Darfur people may be left out of Sudan election: U.N.

When Sudan holds its first democratic elections in over two decades next year, people in the conflict-ravaged region of Darfur may be left out, the U.N. peacekeeping chief said Friday.

“The contested census, large-scale displacement and volatility — particularly in the area bordering Chad — create enormous risks that the people of Darfur will not be in a position to participate in the electoral process,” U.N. under-secretary-general Alain Le Roy said.

“This would further disenfranchise millions already disempowered by conflict,” he told the U.N. Security Council, adding that the election results will have an “enormous impact” on the distribution of political power in Darfur where millions of internally displaced refugees live in camps.

Last month Sudan said its nationwide elections would be delayed for two months to April 2010, the second time the date has been changed.

The poll in Africa’s largest country will be the first in more than 20 years under a 2005 peace deal — the Comprehensive Peace Agreement — that ended over two decades of civil war between north and south Sudan.

The conflict in Darfur in western Sudan dates back to 2003, when mostly non-Arab rebels took up arms against Khartoum, accusing it of neglecting the region. The government mobilized troops and mostly Arab militias to crush the uprising.

Estimates of the death count in Darfur range from 10,000 according to Khartoum, to as high as 300,000 according to U.N. humanitarian chief John Holmes.


U.S. Deputy Ambassador Rosemary DiCarlo told the council that the possibility that Darfuris would be left out of the electoral process was a “real concern.”

She also criticized Khartoum for delays in issuing visas to staff of the joint U.N.-African Union peacekeeping force for Darfur, known as UNAMID.

“We are troubled by the Government of Sudan’s continued failure to issue visas for UNAMID personnel in a timely fashion,” she said.

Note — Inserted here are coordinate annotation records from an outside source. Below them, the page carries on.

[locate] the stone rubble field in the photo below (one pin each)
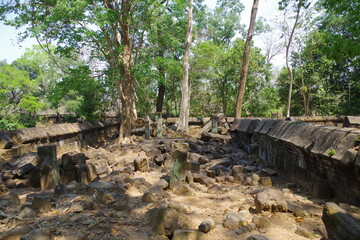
(137, 191)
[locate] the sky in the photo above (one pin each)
(11, 50)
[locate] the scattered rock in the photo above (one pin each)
(238, 173)
(41, 204)
(265, 181)
(27, 212)
(216, 189)
(340, 224)
(271, 200)
(233, 220)
(38, 234)
(248, 228)
(205, 180)
(261, 222)
(183, 190)
(189, 235)
(258, 237)
(164, 221)
(304, 233)
(141, 165)
(206, 225)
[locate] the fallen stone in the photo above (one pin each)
(248, 228)
(48, 167)
(238, 173)
(179, 165)
(183, 190)
(38, 234)
(188, 235)
(204, 180)
(193, 166)
(304, 233)
(164, 221)
(321, 191)
(178, 207)
(206, 225)
(216, 189)
(265, 181)
(271, 200)
(15, 233)
(233, 220)
(297, 209)
(207, 137)
(41, 204)
(261, 222)
(340, 224)
(258, 237)
(27, 212)
(141, 165)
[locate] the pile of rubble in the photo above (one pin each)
(178, 188)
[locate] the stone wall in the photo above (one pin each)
(324, 159)
(68, 137)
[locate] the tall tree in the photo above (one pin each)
(297, 5)
(106, 28)
(245, 64)
(185, 98)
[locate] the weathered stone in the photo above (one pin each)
(207, 225)
(216, 189)
(183, 190)
(193, 166)
(48, 167)
(258, 237)
(164, 221)
(203, 159)
(189, 235)
(34, 177)
(153, 193)
(321, 190)
(265, 181)
(141, 165)
(21, 171)
(179, 165)
(90, 172)
(261, 222)
(81, 175)
(9, 199)
(238, 173)
(41, 204)
(207, 137)
(304, 233)
(27, 212)
(271, 200)
(297, 209)
(255, 177)
(339, 224)
(245, 229)
(233, 220)
(38, 234)
(188, 177)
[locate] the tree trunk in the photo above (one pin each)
(287, 60)
(126, 82)
(245, 63)
(160, 98)
(185, 93)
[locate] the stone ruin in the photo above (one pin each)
(232, 179)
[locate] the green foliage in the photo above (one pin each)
(82, 93)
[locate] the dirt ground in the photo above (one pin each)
(65, 220)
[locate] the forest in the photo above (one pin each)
(131, 57)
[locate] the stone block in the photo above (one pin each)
(271, 200)
(48, 167)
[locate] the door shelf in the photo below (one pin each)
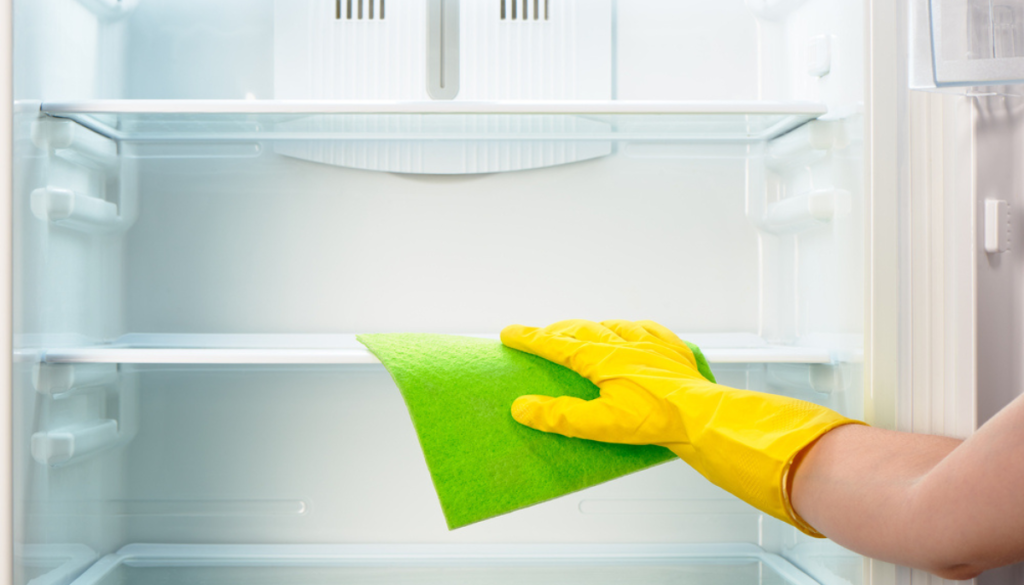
(344, 349)
(226, 120)
(707, 565)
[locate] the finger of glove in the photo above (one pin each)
(634, 332)
(667, 336)
(559, 343)
(596, 420)
(582, 330)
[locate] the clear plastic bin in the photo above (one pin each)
(956, 43)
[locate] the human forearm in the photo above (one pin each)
(855, 486)
(950, 507)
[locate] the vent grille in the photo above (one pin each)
(524, 9)
(358, 9)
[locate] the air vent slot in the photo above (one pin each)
(524, 9)
(358, 9)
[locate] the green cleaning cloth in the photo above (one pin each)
(459, 391)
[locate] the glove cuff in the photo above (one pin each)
(749, 444)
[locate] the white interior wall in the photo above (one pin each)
(223, 457)
(68, 284)
(271, 244)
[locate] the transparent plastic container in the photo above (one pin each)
(957, 43)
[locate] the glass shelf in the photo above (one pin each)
(323, 565)
(189, 121)
(342, 349)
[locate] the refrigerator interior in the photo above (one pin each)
(212, 198)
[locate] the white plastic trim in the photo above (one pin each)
(341, 349)
(143, 555)
(448, 107)
(73, 559)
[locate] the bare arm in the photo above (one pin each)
(953, 508)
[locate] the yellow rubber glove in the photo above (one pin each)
(651, 393)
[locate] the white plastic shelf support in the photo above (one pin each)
(74, 210)
(76, 143)
(545, 562)
(62, 445)
(804, 211)
(54, 379)
(344, 349)
(199, 120)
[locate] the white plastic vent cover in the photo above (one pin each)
(565, 55)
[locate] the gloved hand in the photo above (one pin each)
(652, 393)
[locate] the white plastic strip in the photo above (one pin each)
(342, 349)
(446, 107)
(386, 557)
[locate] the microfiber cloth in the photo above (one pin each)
(459, 391)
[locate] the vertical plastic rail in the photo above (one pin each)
(442, 48)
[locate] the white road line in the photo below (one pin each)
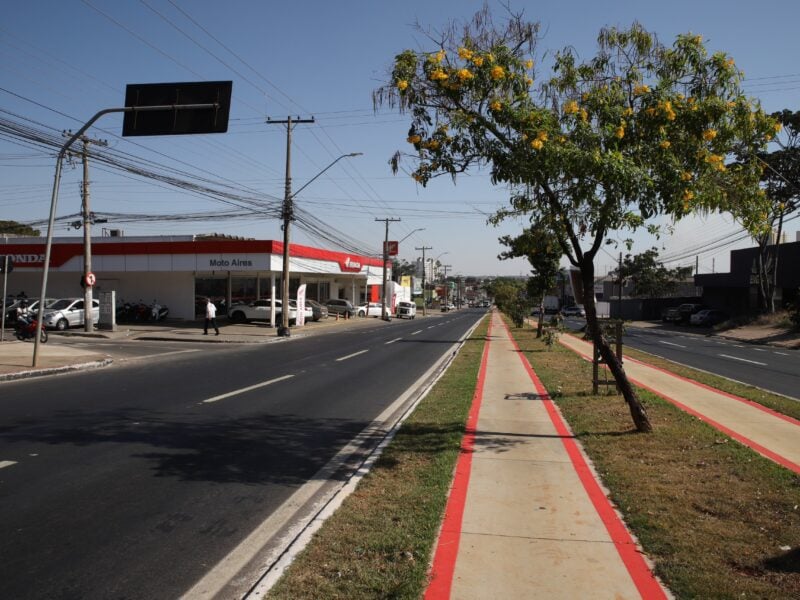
(755, 362)
(247, 389)
(671, 344)
(341, 358)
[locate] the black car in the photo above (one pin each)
(337, 306)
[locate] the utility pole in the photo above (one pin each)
(88, 312)
(384, 315)
(287, 216)
(424, 304)
(446, 287)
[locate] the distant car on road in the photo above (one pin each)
(337, 306)
(573, 311)
(708, 317)
(406, 310)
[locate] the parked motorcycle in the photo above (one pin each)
(25, 329)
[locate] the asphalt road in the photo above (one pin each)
(135, 481)
(768, 367)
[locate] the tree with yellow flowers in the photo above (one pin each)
(639, 131)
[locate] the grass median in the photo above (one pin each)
(378, 544)
(717, 519)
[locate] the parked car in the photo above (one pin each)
(320, 311)
(573, 311)
(68, 312)
(337, 306)
(406, 310)
(260, 310)
(708, 317)
(371, 309)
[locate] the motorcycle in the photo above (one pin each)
(25, 329)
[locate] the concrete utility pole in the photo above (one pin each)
(287, 216)
(446, 287)
(384, 314)
(88, 313)
(424, 304)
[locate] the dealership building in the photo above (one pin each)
(179, 271)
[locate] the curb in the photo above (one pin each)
(55, 370)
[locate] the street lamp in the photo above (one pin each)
(287, 215)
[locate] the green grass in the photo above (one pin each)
(379, 543)
(714, 516)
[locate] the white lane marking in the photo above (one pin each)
(341, 358)
(247, 389)
(670, 344)
(755, 362)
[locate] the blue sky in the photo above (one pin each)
(62, 61)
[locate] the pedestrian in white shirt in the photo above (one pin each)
(211, 317)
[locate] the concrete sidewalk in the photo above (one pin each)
(772, 434)
(526, 517)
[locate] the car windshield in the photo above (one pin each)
(60, 304)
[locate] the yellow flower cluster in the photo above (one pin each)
(715, 160)
(497, 72)
(465, 75)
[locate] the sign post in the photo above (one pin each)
(173, 101)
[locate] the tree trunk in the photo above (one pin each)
(638, 413)
(540, 326)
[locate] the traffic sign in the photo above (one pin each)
(177, 121)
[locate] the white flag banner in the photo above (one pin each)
(301, 306)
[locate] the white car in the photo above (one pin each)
(373, 309)
(406, 310)
(260, 311)
(68, 312)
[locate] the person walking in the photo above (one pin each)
(211, 317)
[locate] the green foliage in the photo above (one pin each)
(15, 228)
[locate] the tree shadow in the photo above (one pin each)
(788, 562)
(279, 449)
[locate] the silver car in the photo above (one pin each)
(68, 312)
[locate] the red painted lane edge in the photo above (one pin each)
(640, 572)
(444, 559)
(781, 460)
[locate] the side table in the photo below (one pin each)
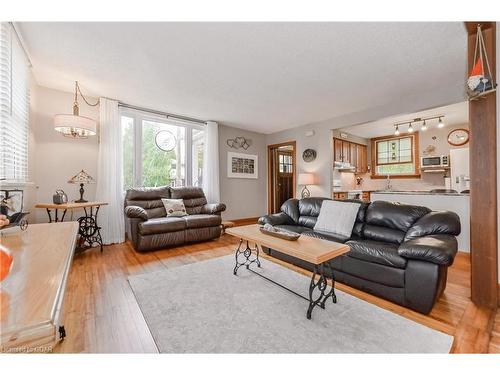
(89, 231)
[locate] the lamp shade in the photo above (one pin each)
(82, 177)
(306, 179)
(75, 126)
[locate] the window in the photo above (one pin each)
(395, 156)
(14, 106)
(155, 151)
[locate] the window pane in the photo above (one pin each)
(198, 146)
(128, 151)
(163, 163)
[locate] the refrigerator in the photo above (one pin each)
(459, 169)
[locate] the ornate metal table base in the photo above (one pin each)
(321, 285)
(247, 253)
(89, 231)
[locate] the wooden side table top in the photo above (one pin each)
(69, 205)
(32, 294)
(310, 249)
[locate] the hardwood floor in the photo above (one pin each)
(102, 316)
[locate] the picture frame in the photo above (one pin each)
(242, 165)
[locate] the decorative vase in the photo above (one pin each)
(6, 261)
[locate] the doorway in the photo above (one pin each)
(281, 174)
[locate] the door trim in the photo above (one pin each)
(269, 171)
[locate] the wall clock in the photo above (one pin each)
(458, 137)
(165, 140)
(309, 155)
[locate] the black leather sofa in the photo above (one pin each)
(398, 252)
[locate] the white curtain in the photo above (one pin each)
(211, 163)
(110, 173)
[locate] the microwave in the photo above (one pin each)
(435, 161)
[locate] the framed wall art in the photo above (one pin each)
(242, 165)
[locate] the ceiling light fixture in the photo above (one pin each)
(76, 126)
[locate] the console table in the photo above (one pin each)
(32, 295)
(89, 231)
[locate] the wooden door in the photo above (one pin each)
(346, 151)
(337, 149)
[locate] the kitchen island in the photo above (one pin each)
(456, 202)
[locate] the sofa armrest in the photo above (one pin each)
(275, 219)
(136, 212)
(438, 249)
(213, 208)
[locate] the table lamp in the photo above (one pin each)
(81, 178)
(306, 179)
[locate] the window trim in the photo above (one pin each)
(415, 158)
(139, 117)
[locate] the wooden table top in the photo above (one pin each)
(310, 249)
(29, 295)
(69, 205)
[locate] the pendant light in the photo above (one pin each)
(76, 126)
(397, 130)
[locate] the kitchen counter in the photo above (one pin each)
(416, 192)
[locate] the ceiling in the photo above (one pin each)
(264, 77)
(454, 114)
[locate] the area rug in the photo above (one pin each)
(204, 308)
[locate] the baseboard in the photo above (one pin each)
(245, 221)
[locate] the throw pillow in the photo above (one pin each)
(337, 217)
(174, 207)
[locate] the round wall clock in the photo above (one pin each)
(458, 137)
(165, 140)
(309, 155)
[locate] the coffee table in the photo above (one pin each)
(313, 250)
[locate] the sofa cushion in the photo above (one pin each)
(394, 215)
(436, 222)
(383, 234)
(377, 252)
(291, 208)
(202, 221)
(162, 225)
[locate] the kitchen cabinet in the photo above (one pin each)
(350, 152)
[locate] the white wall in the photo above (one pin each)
(498, 146)
(244, 198)
(55, 158)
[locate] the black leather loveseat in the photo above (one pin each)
(149, 228)
(398, 252)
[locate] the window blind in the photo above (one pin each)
(14, 106)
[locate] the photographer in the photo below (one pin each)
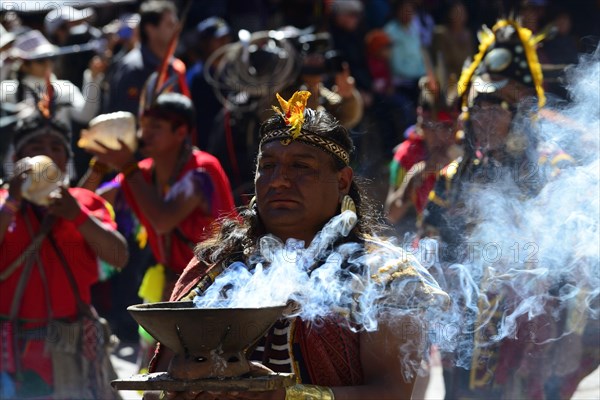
(319, 63)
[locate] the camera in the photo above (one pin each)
(317, 56)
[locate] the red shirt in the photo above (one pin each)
(193, 227)
(78, 253)
(408, 153)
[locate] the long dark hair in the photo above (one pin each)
(235, 239)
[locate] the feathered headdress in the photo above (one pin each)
(292, 112)
(508, 51)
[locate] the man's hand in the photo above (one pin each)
(344, 82)
(64, 205)
(116, 159)
(15, 184)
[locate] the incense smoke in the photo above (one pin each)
(531, 265)
(532, 257)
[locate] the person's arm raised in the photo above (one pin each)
(164, 214)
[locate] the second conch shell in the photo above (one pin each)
(107, 129)
(44, 178)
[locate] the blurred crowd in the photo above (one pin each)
(383, 68)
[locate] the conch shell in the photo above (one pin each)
(43, 179)
(107, 129)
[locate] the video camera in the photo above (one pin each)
(317, 55)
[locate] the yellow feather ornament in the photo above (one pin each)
(293, 111)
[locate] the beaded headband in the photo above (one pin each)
(293, 115)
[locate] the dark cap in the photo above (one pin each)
(173, 107)
(212, 28)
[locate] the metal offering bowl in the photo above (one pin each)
(207, 342)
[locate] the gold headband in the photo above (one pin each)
(312, 139)
(292, 112)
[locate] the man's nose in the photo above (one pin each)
(281, 177)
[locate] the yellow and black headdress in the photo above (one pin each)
(506, 52)
(292, 112)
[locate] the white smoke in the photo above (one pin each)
(530, 257)
(365, 288)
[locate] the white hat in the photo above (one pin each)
(346, 6)
(58, 16)
(33, 45)
(5, 36)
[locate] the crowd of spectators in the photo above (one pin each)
(100, 57)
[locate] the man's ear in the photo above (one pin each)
(182, 132)
(345, 180)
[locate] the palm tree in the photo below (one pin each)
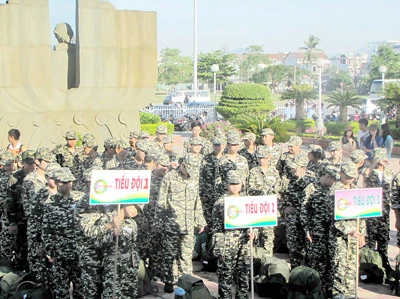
(299, 93)
(344, 99)
(311, 49)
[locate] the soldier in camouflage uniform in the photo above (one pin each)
(196, 130)
(316, 218)
(344, 241)
(86, 159)
(316, 155)
(178, 212)
(14, 207)
(381, 176)
(290, 205)
(64, 153)
(232, 161)
(294, 145)
(265, 180)
(267, 138)
(36, 254)
(231, 247)
(108, 156)
(208, 175)
(7, 160)
(59, 236)
(33, 182)
(249, 150)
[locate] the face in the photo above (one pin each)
(196, 148)
(234, 188)
(64, 188)
(196, 131)
(71, 142)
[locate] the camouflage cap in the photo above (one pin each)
(264, 152)
(358, 155)
(70, 135)
(161, 129)
(122, 143)
(234, 177)
(195, 140)
(315, 148)
(64, 174)
(44, 153)
(87, 174)
(134, 135)
(295, 140)
(51, 169)
(349, 169)
(249, 136)
(267, 131)
(110, 142)
(28, 156)
(379, 154)
(163, 160)
(168, 139)
(219, 140)
(7, 158)
(144, 134)
(334, 146)
(89, 140)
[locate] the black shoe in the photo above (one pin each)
(168, 288)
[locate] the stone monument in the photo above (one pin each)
(97, 85)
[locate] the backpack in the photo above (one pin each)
(145, 281)
(371, 268)
(304, 283)
(273, 278)
(194, 287)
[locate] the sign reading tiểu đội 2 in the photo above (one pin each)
(120, 187)
(358, 203)
(250, 211)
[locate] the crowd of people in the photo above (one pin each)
(50, 229)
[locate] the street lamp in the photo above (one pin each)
(320, 122)
(215, 69)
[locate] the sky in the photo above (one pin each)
(343, 26)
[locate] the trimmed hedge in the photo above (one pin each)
(151, 128)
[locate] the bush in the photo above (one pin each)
(149, 118)
(244, 98)
(152, 128)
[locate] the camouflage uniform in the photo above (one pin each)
(344, 246)
(268, 183)
(231, 247)
(316, 218)
(378, 228)
(62, 153)
(59, 236)
(178, 212)
(292, 197)
(209, 172)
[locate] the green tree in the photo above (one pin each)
(174, 68)
(243, 99)
(206, 60)
(299, 93)
(254, 57)
(311, 50)
(387, 57)
(344, 99)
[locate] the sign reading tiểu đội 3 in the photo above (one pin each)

A Sudanese envoy told the council that Khartoum was not trying to delay UNAMID’s deployment and would “do its best” to ensure that the force is functioning as soon as possible.

Russia’s special envoy to Sudan Mikhail Margelov highlighted African Union concerns about the International Criminal Court’s indictment of Sudanese President Omar Hassan al-Bashir for war crimes earlier this year, which prompted Khartoum to expel 13 foreign humanitarian aid organizations.

He told the council that African states believed peace in Darfur should be top priority, a view that was confirmed by envoys from council members Uganda, Burkina Faso and Libya.

In contrast to U.S. speeches on Darfur under the previous administration, DiCarlo did not mention the ICC in her remarks. Nor did she include topics like justice or accountability when she listed U.S. priorities in Sudan.

U.N. diplomats have told Reuters that the administration of President Barack Obama agreed with Russia, China, Britain and France that restarting the stalled Darfur peace process should take precedence over arresting Bashir for allegedly overseeing mass murder and deportations in Darfur.